We are entering the season of road trips here in New England.  The leaf peepers will soon be out in droves searching for the perfect foliage, a Mecca of golden yellows and maple reds. The streets of Boston are filled to overflowing with out of town parents and wide eyed college kids, many discovering the city for the first time.  This past Labor Day weekend, 35 million Americans took to the roads and drove 50 miles or longer for one last summer journey, a three day jaunt to bid the season adieu.

But here’s the truth about all those millions of miles in travel. For the most part we’ll be all too human and just stick to the beaten path.  Familiar places. Well worn roads and oft traveled highways.  And we’ll all too easily miss a special place like Heath.

Instead we’ll take the Mass Pike, which will be packed with traffic and then we’ll stand in line with scores of other weary travelers at a rest area McDonalds. We’ll scurry over to Boston’s Faneuil Hall with its tourist kitsch, prepackaged history for the masses.  We’ll clog the Maine Turnpike and wait in line at the toll booths, visions of a rocky coast dancing in our heads while the horns honk and patience frays.

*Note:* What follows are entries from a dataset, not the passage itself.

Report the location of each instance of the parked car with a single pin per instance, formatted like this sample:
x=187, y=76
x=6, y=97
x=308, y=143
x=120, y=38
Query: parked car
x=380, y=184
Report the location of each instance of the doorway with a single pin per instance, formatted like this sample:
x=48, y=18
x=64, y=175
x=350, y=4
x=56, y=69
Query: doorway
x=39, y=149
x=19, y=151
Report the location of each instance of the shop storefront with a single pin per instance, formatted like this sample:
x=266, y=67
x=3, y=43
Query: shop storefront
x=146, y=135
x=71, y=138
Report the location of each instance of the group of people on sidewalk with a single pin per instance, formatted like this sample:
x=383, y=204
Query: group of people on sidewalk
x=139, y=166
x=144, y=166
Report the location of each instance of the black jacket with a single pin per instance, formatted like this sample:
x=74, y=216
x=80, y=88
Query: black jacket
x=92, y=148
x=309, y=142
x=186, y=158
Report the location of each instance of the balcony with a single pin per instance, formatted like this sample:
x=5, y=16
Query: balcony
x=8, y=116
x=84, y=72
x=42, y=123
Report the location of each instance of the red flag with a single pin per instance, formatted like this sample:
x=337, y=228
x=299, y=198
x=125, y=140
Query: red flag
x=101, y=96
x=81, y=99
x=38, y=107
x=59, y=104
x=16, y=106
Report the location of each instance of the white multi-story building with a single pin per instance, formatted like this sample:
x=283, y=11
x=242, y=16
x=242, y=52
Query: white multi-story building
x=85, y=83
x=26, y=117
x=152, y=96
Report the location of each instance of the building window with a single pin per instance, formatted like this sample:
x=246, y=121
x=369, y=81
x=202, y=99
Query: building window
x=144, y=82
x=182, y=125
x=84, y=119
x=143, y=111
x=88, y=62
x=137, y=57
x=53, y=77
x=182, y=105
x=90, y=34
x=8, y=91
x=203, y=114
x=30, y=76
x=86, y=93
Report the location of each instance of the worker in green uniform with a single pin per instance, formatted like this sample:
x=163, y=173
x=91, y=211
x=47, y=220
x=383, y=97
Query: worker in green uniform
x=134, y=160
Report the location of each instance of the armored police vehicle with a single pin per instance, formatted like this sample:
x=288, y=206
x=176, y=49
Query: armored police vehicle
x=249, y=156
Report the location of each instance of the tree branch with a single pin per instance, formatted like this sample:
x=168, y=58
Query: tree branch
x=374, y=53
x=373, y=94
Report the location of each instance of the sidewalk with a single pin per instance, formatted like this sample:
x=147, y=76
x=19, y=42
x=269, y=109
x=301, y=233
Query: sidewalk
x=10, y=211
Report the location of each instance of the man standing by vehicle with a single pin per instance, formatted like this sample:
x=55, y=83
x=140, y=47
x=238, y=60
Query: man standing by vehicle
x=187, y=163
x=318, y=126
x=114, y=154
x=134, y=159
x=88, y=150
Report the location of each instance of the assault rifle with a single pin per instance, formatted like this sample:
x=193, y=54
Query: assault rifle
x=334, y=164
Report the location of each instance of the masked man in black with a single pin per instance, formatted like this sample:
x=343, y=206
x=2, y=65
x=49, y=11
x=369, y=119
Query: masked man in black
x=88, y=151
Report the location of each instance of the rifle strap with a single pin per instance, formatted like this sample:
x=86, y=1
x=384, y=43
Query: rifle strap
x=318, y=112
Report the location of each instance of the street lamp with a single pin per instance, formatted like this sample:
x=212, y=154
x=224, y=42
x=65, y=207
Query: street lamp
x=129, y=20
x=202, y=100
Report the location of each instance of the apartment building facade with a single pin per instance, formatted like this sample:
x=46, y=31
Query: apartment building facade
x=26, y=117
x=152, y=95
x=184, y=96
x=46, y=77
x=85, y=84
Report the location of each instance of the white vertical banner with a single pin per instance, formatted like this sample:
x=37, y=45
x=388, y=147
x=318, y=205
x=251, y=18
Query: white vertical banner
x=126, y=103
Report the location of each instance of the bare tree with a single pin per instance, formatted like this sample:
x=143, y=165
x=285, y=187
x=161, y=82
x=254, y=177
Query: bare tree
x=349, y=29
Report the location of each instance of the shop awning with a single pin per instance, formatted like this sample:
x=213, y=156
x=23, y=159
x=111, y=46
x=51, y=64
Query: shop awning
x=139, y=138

That’s travel. That’s life. 

To stick to the way we’ve always journeyed, revisit the destinations we return to again and again and again. I’m as predictable as the next person when it comes to making a choice between the familiar or the foreign, the dependable or the surprising, the mundane or the mysterious.  Too often I stick to the beaten path, reluctant to set out for parts unknown.  I want to know what’s next, what will appear around the bend in the road. 

What if I get lost? 

Yet the best places I’ve discovered in all my road trips have almost always come about because I took a risk and got off the beaten path. Discovered the best orange sherbert ever at a road side stand in Lake George, New York. Found a perfect front porch to explore at the General Store in Underhill, Vermont, in the middle of a long hot August bike ride. Went down a side street in Manhattan and stumbled upon the Firefighting Museum of New York City. 

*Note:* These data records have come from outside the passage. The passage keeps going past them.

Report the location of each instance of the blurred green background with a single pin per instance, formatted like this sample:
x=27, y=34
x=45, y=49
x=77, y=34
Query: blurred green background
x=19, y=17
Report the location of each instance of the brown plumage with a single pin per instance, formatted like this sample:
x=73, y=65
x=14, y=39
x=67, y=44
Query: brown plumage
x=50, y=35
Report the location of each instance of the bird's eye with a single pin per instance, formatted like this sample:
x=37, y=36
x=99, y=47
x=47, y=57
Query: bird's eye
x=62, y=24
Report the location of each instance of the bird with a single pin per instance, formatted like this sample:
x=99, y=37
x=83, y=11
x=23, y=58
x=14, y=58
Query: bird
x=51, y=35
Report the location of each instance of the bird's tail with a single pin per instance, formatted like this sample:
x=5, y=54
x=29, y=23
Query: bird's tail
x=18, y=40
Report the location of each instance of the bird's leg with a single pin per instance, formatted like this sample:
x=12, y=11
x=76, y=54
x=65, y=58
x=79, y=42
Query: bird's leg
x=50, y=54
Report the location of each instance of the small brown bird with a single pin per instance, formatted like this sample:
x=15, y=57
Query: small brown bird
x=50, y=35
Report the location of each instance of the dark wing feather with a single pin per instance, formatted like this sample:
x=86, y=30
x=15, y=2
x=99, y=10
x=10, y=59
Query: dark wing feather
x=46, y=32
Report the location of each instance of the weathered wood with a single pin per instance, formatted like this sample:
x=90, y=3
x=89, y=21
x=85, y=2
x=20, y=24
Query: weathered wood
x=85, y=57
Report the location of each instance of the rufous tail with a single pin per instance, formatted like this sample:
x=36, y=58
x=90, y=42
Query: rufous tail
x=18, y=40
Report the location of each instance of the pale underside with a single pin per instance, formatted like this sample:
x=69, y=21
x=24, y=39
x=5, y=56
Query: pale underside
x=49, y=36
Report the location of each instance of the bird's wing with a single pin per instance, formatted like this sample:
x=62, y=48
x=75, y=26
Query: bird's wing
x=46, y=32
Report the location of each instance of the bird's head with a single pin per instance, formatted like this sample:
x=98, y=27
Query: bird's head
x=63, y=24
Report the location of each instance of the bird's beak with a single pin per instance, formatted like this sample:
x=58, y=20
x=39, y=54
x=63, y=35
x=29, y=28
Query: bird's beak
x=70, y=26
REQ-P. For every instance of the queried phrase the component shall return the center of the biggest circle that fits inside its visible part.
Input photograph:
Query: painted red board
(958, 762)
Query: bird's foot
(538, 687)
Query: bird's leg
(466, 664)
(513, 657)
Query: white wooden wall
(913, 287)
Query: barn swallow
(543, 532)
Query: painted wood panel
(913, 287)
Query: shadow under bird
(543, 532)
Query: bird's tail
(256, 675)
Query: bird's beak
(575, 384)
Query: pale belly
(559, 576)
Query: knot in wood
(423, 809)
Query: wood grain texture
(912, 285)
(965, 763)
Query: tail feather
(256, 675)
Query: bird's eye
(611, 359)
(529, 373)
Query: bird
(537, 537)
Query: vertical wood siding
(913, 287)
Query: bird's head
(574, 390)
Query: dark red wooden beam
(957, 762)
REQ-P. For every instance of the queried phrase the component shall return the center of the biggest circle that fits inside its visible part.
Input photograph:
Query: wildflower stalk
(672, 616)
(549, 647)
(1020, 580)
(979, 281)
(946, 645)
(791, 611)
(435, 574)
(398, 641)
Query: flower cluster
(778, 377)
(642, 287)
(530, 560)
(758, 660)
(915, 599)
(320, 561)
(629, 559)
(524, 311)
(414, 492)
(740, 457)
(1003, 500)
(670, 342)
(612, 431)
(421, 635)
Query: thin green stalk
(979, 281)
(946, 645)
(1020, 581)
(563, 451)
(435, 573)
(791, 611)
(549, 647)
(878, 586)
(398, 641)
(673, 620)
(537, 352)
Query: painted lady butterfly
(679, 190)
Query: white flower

And in Heath?  I met Ruth Johnson, a kind and hospitable trustee of the local historic society. She took me inside the Union Evangelical Church, an 1830’s house of worship. There I stood in a simple wooden historic pulpit, where in the summer of 1943, a theologian and preacher named Reinhold Niebuhr ended his sermon thus: “God, grant us grace to accept with serenity the things that cannot be changed, courage to change the things that should be changed, and the wisdom to distinguish the one from the other.”  The Serenity Prayer, perhaps the most widely prayed prayer in the entire world: it was born right there in Heath, Massachusetts. 

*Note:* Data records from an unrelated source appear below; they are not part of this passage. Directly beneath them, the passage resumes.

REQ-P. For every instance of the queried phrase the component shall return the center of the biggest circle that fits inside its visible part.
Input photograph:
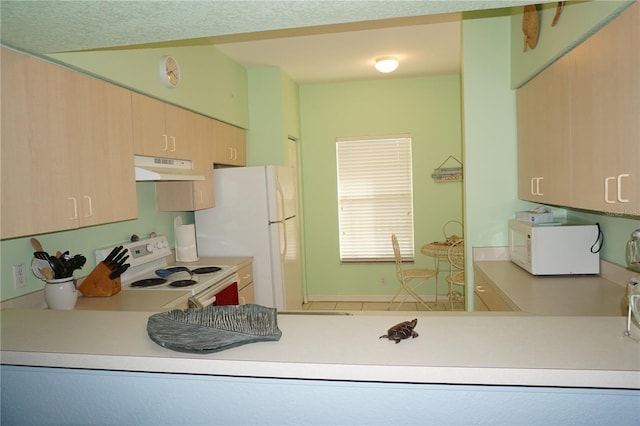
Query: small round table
(439, 251)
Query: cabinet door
(196, 195)
(149, 136)
(106, 179)
(177, 130)
(37, 194)
(230, 145)
(605, 116)
(544, 145)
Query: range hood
(164, 169)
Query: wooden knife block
(99, 284)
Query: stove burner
(182, 283)
(164, 273)
(149, 282)
(206, 270)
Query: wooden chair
(455, 255)
(405, 276)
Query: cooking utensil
(58, 267)
(112, 254)
(47, 273)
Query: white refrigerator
(256, 214)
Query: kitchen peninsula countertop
(454, 348)
(575, 295)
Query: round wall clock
(169, 71)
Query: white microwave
(555, 249)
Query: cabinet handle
(75, 208)
(622, 200)
(538, 186)
(90, 204)
(606, 190)
(533, 191)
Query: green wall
(578, 20)
(211, 84)
(490, 140)
(274, 115)
(426, 107)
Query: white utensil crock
(61, 293)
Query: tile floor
(376, 306)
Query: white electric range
(150, 270)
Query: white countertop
(554, 295)
(455, 348)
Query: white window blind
(375, 198)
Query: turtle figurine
(402, 331)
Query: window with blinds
(375, 198)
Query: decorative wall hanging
(448, 174)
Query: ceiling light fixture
(386, 64)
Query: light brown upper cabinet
(544, 148)
(67, 149)
(230, 145)
(196, 195)
(605, 117)
(159, 129)
(579, 124)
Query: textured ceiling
(49, 26)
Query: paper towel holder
(185, 241)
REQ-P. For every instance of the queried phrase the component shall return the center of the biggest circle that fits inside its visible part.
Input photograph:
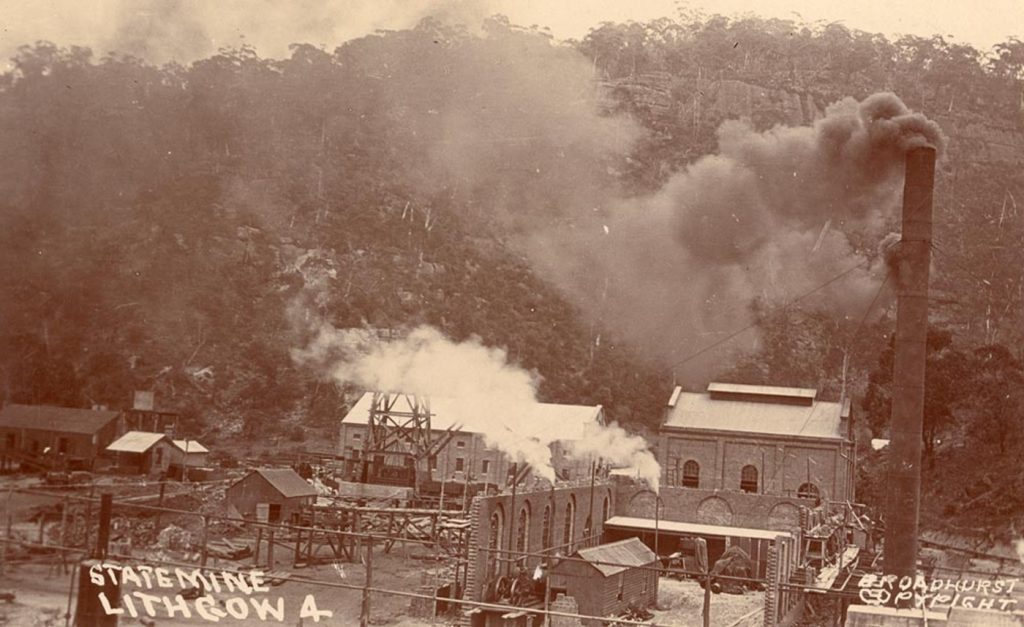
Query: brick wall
(535, 503)
(729, 507)
(783, 464)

To find this out, I first had to get off the beaten path. Take the exit off the superhighway and trust that the back roads in life would get me to where I needed to go.  As we move into a new season of life and the year, may God bless our life road trips and give us the courage to look for places like Heath. 

In the words of the New England poet Robert Frost, try the road less traveled.  That just might make all the difference.